Chamava-se Álvaro e ainda hoje lembro de sua expressão. Era um idealista. Nunca mais o vi,
mas ainda assim tenho convicção de que não mudou.
Confesso que não sei se as aulas de anatomia ainda são conduzidas com cadáveres, mas sei
que a produção de Xantipas não estancou, o que envergonha uma nação como a nossa. Entra
ano e sai ano continuamos a discutir nossas mazelas. O processo eleitoral recente mostrou uma
vez mais que estamos órfãos de ideias novas. O debate em capitais como São Paulo, por
exemplo, cidade em que resido algumas semanas por ano, foi de uma indigência lapidar.
Perdemos muito tempo discutindo violência. Porque a impunidade é grande, a desigualdade é
imensa e irmãos não se reconhecem como irmãos. Enquanto isto, cresce vertiginosamente o
negócio da segurança. Na área pública, promessas de videomonitoramento. Milhares de
câmeras instaladas pelo país provavelmente não coibirão a violência, apenas permitirão assistir
toda a sorte de crimes. Não é vendo de maneira remota que resolveremos o problema. Penso
que o monitoramento não passa de um placebo imediatista, e representa um risco fascista de
perdermos nossa privacidade de andar apenas sob o olhar de Deus.
Dissipamos tempo e recursos prometendo verbas para a saúde. Enquanto isto pouco fazemos
pela saúde e tratamos doenças porque miséria e desinformação geram grandes estragos. Por
que não muda o quadro? Ora, porque a mercantilização da saúde gera grandes lucros, como a
gripe espanhola em 1918 – data vênia pelo mau gosto do exemplo,- deve ter gerado inaudita
receita para o serviço funerário. Há que compreender a anatomia de nossos dramas sociais.
Creio que antes mesmo da educação massiva de nossa gente – e até mesmo para viabilizá-la,-
precisamos de idealistas, esta classe de abnegados que se move por recompensas mais
elevadas, destas que não podem ser colocadas em cofres. Falar em valores como estes é quase
uma heresia em meio à gananciosa modernidade, ao mais desalmado pragmatismo. Paciência.
Idealistas podem até cansar da vacuidade dos homens e é muito provável que esta seja a regra.

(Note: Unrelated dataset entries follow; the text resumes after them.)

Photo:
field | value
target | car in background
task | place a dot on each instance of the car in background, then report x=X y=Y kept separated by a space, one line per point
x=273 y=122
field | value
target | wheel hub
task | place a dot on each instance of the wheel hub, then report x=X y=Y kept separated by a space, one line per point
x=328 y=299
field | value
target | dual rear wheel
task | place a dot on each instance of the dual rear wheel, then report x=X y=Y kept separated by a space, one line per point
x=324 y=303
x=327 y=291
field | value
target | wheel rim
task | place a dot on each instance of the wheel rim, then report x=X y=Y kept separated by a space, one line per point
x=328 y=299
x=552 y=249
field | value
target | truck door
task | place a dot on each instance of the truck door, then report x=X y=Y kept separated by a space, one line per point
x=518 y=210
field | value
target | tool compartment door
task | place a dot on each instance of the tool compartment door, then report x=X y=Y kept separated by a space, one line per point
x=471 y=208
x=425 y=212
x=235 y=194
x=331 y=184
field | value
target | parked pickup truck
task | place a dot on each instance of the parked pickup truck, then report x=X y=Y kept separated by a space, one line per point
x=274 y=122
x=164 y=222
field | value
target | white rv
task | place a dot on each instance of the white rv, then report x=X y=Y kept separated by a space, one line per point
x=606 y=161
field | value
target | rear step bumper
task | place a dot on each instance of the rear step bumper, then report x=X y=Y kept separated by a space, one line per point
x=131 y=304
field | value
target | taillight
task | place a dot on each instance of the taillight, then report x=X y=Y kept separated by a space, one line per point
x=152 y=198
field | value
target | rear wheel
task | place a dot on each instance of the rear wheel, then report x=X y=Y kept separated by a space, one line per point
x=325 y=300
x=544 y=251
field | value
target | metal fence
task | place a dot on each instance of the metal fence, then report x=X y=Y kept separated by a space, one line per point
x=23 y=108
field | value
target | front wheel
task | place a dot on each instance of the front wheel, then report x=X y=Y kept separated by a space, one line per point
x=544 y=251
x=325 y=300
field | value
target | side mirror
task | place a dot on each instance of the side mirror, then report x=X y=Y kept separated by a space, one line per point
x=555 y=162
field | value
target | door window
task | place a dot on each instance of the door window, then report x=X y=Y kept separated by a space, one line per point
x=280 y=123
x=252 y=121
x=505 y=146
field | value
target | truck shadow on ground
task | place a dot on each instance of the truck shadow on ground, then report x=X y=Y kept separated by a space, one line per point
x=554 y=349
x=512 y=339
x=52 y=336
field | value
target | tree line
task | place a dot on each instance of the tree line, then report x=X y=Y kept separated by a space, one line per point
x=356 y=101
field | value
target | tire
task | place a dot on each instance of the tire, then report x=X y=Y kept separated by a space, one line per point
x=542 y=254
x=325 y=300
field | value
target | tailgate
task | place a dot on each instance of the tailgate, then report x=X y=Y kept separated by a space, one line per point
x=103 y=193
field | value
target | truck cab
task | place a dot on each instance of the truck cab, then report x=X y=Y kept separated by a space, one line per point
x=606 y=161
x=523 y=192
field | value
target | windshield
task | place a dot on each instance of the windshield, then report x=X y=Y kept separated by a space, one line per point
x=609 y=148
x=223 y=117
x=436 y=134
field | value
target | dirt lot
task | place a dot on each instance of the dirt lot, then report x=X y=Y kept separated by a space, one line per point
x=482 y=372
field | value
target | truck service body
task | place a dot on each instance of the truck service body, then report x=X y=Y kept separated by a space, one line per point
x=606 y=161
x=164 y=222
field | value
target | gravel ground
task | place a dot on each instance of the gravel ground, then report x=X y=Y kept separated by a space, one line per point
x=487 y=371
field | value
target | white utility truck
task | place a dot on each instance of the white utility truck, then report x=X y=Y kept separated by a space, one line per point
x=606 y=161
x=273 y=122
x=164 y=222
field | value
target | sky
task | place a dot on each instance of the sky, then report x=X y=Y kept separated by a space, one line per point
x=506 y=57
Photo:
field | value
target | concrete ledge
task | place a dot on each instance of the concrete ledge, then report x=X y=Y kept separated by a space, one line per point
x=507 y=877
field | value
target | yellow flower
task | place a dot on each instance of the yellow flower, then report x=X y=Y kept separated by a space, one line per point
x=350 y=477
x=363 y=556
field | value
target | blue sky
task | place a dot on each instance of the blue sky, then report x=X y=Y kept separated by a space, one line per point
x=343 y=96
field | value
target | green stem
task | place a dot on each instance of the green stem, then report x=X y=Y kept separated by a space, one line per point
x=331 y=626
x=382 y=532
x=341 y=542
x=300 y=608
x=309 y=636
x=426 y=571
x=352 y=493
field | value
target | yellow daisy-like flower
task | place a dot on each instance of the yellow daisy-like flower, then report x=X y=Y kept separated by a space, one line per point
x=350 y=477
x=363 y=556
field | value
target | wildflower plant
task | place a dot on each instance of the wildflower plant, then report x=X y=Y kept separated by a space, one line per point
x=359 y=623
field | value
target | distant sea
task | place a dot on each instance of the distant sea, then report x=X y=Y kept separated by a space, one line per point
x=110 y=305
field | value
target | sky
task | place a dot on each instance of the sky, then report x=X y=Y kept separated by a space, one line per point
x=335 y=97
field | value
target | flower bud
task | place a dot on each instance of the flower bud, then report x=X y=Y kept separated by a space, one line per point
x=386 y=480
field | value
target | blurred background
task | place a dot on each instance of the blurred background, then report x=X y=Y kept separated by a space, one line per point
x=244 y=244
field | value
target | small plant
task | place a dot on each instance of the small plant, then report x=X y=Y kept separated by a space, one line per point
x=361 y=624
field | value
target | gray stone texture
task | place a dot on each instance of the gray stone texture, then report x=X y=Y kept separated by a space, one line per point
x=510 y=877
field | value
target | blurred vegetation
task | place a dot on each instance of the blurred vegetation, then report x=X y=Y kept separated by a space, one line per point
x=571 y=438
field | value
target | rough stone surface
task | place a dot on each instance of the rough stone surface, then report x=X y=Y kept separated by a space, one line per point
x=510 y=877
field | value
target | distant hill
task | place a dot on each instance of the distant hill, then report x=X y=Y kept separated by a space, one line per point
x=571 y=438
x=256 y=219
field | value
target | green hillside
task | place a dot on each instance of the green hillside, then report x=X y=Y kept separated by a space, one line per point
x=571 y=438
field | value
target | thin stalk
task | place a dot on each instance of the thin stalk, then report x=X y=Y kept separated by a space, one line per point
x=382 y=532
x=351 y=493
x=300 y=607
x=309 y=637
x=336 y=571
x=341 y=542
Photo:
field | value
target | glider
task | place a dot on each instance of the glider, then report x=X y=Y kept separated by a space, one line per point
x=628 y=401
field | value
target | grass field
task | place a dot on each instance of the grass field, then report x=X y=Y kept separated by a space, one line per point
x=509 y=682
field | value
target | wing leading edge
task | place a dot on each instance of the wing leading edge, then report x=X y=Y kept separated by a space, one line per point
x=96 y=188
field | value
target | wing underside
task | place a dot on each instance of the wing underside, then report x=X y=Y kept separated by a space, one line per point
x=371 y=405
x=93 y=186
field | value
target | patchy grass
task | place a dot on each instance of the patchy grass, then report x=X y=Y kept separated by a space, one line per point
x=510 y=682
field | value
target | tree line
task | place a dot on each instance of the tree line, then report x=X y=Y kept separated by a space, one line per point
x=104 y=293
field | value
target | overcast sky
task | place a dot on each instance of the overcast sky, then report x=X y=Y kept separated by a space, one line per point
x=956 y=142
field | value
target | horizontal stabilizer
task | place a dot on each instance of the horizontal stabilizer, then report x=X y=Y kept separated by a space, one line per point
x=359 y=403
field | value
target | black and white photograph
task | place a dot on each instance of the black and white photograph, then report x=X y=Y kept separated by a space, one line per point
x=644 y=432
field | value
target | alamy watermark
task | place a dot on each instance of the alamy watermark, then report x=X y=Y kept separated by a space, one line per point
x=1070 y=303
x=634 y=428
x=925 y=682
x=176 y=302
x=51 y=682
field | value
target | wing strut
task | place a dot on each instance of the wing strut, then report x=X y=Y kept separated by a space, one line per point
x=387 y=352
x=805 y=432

Mas aqueles que são movidos por ideais não abjuram de princípios. Uma força estranha os
impede de desistir. Os homens cansam de seus cansaços, aprendem mesmo a morrer com suas
canseiras, culminando em esquecimento o que um dia foi movimento, fazendo dor o que foi
alegria, fazendo paz onde reinaram inquietudes e tribulações. Mas a força do ideal, ainda que
traduzida apenas no brilho do olhar do idealista envelhecido, não morre.